道玄坂を登って気分は渋谷の隅っこまでたどり着いたと思えるその場所に、私の好きな場所があります。

好きな場所と言っても、たった一度しか行けたことのない場所。ネットで見つけてからずっと行きたくて、2年越しにやっと訪れた時がとてつもなく幸せだったカフェ。また行きたいと思って行けていないけれど、落ち着いたら今度はお酒でも飲みながらゆっくりと過ごしたいと思っている場所でもあります。

本当は、一緒にゆっくり過ごしたい人がいました。また一緒に行こうねと約束したけれど、私が彼と会うことはもうないんでしょう。その場所は秘密基地のようで、彼との初めてのデートの思い出を詰め込んだそこへ行くことができずにいるんです。


昔からたくさんの友達を作ることを犠牲にして、本に囲まれてきた人生でした。私の中では読書とひとりぼっちの記憶は小学生の頃から強く結びついています。だからおとなになっても、本を読むのが好きと周囲に言うのを少しためらうことがありました。

そんな私が本を通して仲良くなれた人だったから、私はきっと油断していました。自分の記憶の狭くて暗いところが急に照らされて、認めてもらえたんです。一緒にカフェを訪れた人は、読書が好きだと言った人でした。

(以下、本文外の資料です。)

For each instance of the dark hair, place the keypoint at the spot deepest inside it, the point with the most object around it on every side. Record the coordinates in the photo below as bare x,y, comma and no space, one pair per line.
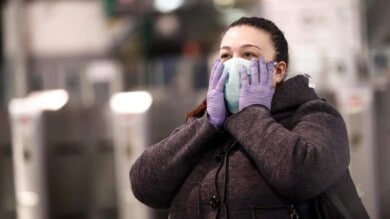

そしてそれは恋に臆病な私が久しぶりに好きだなと思った人でもありました。その人が読書をしている姿を時折気付かれないように見ながら、急いでまた本に目を落とす時間の時の流れが、意識しすぎてとてつもなく長いような、それでいて一瞬ですぎていったのを覚えています。



そのカフェでは、物語にでてくる料理が食べられるということでした。だいすきな小説の中とこちらの世界がつながるようで、メニューを見ながらしばらく考え込んでしまいました。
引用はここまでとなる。